For the case of $a=100000$, $L_1=11.5129$, $L_2=2.44347$ and the above formula would give $$W(100000)\approx 9.28337$$ so $x\approx10772.0$ while the exact solution would be $x\approx10770.6$. Adding more terms would improve the result.
Another way would be to consider $$f(x)=x\log(x)-a$$ $$f'(x)=1+\log(x)$$ and use Newton method which, starting from a guess $x_0$ will update it according to $$x_{k+1}=x_k-\frac{f(x_k)}{f'(x_k)}$$ which would write $$x_{k+1}=\frac{a+x_k}{\log (x_k)+1}$$ Let us consider again the case where $a=100000$ and let us be very lazy starting with $x_0=1$. Then the successive iterates of Newton method will be $$x_1=100001.$$ $$x_2=15983.5$$ $$x_3=10860.6$$ $$x_4=10770.6$$ which is the solution for six significant figures.
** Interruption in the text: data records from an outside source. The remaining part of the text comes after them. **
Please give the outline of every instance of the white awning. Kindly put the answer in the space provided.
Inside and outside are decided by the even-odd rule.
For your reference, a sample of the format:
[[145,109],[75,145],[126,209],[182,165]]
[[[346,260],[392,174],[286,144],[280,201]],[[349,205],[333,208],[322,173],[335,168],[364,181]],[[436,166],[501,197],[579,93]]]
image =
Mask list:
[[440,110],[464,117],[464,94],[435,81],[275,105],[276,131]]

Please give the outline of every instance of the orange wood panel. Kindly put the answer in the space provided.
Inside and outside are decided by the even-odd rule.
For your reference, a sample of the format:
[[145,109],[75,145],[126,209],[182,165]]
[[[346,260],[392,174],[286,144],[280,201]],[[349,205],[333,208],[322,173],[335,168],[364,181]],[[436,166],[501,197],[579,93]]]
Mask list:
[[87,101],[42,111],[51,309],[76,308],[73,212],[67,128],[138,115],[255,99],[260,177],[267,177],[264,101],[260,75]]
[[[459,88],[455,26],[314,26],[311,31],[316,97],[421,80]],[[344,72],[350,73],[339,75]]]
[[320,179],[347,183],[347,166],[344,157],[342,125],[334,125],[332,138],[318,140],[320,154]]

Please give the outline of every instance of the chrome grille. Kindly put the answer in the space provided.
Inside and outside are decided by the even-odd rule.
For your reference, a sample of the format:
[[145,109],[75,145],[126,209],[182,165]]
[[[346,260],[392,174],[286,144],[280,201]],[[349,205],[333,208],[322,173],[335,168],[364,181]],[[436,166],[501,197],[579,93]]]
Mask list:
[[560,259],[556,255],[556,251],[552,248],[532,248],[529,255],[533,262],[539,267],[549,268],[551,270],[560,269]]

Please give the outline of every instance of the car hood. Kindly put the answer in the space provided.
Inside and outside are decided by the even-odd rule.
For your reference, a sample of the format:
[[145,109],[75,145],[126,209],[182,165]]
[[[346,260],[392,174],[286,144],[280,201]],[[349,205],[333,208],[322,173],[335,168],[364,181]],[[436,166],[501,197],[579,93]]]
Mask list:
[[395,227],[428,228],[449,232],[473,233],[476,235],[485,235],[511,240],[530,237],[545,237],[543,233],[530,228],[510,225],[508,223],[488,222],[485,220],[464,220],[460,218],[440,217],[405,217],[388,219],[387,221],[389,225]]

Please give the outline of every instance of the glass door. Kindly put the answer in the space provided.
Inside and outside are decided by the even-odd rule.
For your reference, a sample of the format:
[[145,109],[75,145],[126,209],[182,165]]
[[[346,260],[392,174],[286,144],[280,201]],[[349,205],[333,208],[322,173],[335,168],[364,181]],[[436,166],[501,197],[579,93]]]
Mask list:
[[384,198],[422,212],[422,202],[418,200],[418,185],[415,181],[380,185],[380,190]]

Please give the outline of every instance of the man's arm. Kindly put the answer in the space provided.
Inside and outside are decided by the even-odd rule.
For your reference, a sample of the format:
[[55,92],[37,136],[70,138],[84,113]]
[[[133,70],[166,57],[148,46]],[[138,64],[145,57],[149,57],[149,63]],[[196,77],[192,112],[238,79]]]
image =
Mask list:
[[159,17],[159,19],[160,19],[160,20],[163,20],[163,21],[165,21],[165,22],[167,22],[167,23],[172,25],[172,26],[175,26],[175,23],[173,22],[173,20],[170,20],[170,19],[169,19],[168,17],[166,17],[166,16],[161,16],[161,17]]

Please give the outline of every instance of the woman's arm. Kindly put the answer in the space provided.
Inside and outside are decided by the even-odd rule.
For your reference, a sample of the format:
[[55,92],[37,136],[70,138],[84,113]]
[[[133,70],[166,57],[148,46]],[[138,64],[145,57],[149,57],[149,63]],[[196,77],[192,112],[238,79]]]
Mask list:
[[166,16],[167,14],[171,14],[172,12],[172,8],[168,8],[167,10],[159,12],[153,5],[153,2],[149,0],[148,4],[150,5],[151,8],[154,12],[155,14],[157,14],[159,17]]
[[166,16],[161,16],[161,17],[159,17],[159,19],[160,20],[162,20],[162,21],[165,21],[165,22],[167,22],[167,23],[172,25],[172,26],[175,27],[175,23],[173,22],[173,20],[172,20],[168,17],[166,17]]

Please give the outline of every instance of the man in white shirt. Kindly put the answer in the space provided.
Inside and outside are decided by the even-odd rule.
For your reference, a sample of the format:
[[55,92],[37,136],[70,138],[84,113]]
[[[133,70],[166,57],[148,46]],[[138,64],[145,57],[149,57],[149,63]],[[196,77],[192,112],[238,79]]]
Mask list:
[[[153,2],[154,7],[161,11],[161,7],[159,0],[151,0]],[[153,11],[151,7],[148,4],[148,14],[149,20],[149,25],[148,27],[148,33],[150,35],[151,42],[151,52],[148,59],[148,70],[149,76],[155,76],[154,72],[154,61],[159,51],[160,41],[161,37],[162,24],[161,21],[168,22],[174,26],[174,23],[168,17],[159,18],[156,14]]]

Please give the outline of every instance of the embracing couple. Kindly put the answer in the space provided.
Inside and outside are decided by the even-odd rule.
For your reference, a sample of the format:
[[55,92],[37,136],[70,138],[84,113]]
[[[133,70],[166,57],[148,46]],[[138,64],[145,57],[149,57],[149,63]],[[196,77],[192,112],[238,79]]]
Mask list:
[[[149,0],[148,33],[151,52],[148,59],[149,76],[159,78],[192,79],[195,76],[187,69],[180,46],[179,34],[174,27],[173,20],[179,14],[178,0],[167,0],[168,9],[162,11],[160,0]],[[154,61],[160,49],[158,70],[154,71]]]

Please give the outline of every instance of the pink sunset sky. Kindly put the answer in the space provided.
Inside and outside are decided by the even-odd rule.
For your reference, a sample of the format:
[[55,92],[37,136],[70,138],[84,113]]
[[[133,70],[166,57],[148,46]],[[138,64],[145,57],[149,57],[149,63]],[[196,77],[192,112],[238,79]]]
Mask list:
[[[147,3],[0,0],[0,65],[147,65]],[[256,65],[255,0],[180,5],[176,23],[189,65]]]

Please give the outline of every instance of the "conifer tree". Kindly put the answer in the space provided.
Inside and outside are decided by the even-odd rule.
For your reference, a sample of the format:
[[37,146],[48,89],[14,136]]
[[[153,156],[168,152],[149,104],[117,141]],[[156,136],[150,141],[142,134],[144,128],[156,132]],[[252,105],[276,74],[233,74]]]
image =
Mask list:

For sure, starting with a better estimate such as $$x_0=\frac{a}{\log(a)}$$ will make Newton method converging in less iterations as shown below $$x_0=8685.89$$ $$x_1=10793.6$$ $$x_2=10770.6$$
Edit
Using values $10^3 \leq a \leq 10^7$, I found, using a simple linear regression, than a good approximation is given by $$\log(x)=0.933231 \log(a)-1.52287$$ which will give as estimate $x_0=10110.7$.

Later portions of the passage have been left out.